Tokyo is also making it easier for Chinese consumers and their wallets to make the trip across the East China Sea amid gradual acceptance that their importance as a source of economic growth outweighs worries about illegal immigration.
Just a year after approving individual tourist visas for Chinese, Japanese authorities in July relaxed a requirement that they demonstrate an annual income of at least Rmb250,000 ($36,900).
Now, would-be Chinese visitors must merely possess a "gold" credit card, usually held by people with an annual income of Rmb60,000 or more. NHK, the national broadcaster, reckons this step could help raise the number of visitors from Asia's fastest-rising economic power roughly six-fold to 6m by 2016.
Yet China's rise is creating new challenges for Japanese businesses - and the very allure of its huge market also generates its own risks.
Manufacturers of the trains used in Japan's famous Shinkansen railway system, for example, once dreamed of playing a central role in the development of a Chinese high-speed rail network expected to grow to an incredible 9,940 miles by 2020. In an apparent step toward the goal, a Japanese consortium led by Kawasaki Heavy Industries (KHI) in 2004 sealed a Y140bn ($1.65bn) deal with CSR Qingdao Sifang under which the Chinese government-owned firm would build versions of the E2-1000 Shinkansen trains for sale to the state rail system.
But just six years later, KHI and its fellow consortium members are reduced to the role of high-speed train spotters. Rolling stock that looks identical to the E2-1000 is rolling rapidly off the Sifang production lines, but the Chinese company says it has fully "digested" and improved all the technology involved and that its products now have "nothing at all" to do with Japan.
Indeed, China is already marketing its new high-speed railway expertise internationally, making it a potentially potent competitor on projects around the world.
A Japanese executive familiar with the 2004 deal recalls that members of the KHI-led consortium realised the deal might help give China a start in the industry, but that they "could not imagine" the catch-up would be so fast.
Nor does China's rapid economic growth rate mean automatic profits for Japanese companies doing business in the country. A recent Jetro survey found the proportion making a profit there has been steadily declining over the past five years to only slightly more than 50 per cent in 2009.
In a reflection of the increasing complexity of business ties, the Japanese Chamber of Commerce and Industry in China this year for the first time emulated European and US counterparts by issuing a white paper explicitly listing their "recommendations" for regulatory liberalisation, tax simplification and intellectual property protection.

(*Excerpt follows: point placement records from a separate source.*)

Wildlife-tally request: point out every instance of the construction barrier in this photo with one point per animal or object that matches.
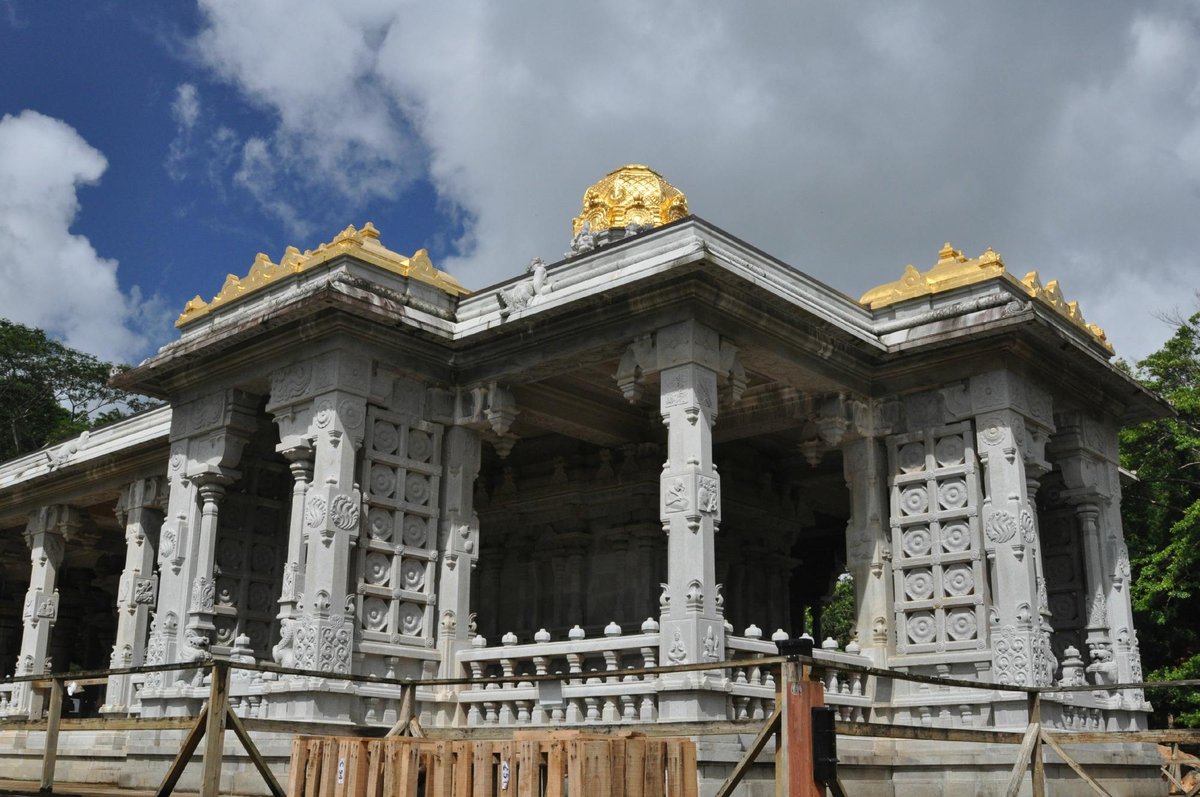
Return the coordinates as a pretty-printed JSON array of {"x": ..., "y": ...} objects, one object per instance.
[{"x": 531, "y": 765}]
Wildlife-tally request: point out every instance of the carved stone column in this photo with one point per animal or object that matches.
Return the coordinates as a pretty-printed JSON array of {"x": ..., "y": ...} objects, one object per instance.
[
  {"x": 1086, "y": 453},
  {"x": 459, "y": 550},
  {"x": 333, "y": 508},
  {"x": 139, "y": 509},
  {"x": 691, "y": 622},
  {"x": 1011, "y": 433},
  {"x": 299, "y": 454},
  {"x": 48, "y": 531},
  {"x": 864, "y": 463}
]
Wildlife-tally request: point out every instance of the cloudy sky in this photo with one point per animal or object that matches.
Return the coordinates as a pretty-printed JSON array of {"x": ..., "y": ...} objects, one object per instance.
[{"x": 148, "y": 149}]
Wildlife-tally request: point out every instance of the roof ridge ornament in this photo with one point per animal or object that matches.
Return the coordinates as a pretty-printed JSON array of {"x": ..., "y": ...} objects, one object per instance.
[
  {"x": 360, "y": 244},
  {"x": 953, "y": 270},
  {"x": 628, "y": 201}
]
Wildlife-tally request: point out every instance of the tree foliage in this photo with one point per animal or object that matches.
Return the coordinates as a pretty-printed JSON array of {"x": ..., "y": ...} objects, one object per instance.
[
  {"x": 49, "y": 391},
  {"x": 1162, "y": 520}
]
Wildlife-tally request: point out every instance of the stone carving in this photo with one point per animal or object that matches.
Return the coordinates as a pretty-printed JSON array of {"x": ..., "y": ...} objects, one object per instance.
[
  {"x": 677, "y": 497},
  {"x": 527, "y": 292},
  {"x": 709, "y": 646},
  {"x": 1000, "y": 526},
  {"x": 1097, "y": 611},
  {"x": 315, "y": 511},
  {"x": 1011, "y": 658},
  {"x": 65, "y": 453},
  {"x": 345, "y": 513},
  {"x": 1029, "y": 529},
  {"x": 678, "y": 652},
  {"x": 291, "y": 382},
  {"x": 708, "y": 496},
  {"x": 203, "y": 594},
  {"x": 145, "y": 591}
]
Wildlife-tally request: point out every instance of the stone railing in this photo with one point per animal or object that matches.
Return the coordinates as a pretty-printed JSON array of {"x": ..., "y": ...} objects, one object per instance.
[
  {"x": 594, "y": 691},
  {"x": 753, "y": 693}
]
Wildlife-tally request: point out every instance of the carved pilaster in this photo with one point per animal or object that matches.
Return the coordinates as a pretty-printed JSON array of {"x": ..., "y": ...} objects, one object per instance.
[
  {"x": 139, "y": 509},
  {"x": 47, "y": 533},
  {"x": 459, "y": 549},
  {"x": 1011, "y": 447},
  {"x": 864, "y": 463}
]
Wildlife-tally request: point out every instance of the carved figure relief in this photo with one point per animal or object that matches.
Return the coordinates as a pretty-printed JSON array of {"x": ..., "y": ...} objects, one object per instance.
[
  {"x": 677, "y": 496},
  {"x": 708, "y": 496},
  {"x": 1000, "y": 526},
  {"x": 678, "y": 652}
]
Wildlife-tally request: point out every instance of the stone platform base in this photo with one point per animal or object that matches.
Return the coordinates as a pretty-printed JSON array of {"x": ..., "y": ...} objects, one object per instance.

While the white paper highlights corporate worries and the continuing difficulties of doing business in China, it should be seen as a signal of even closer Sino-Japanese economic ties ahead. After all, the same Jetro survey that reported falling profitability also made clear that Japanese companies were far from giving up - more than 60 per cent of its respondents were planning to expand their operations in China, it found.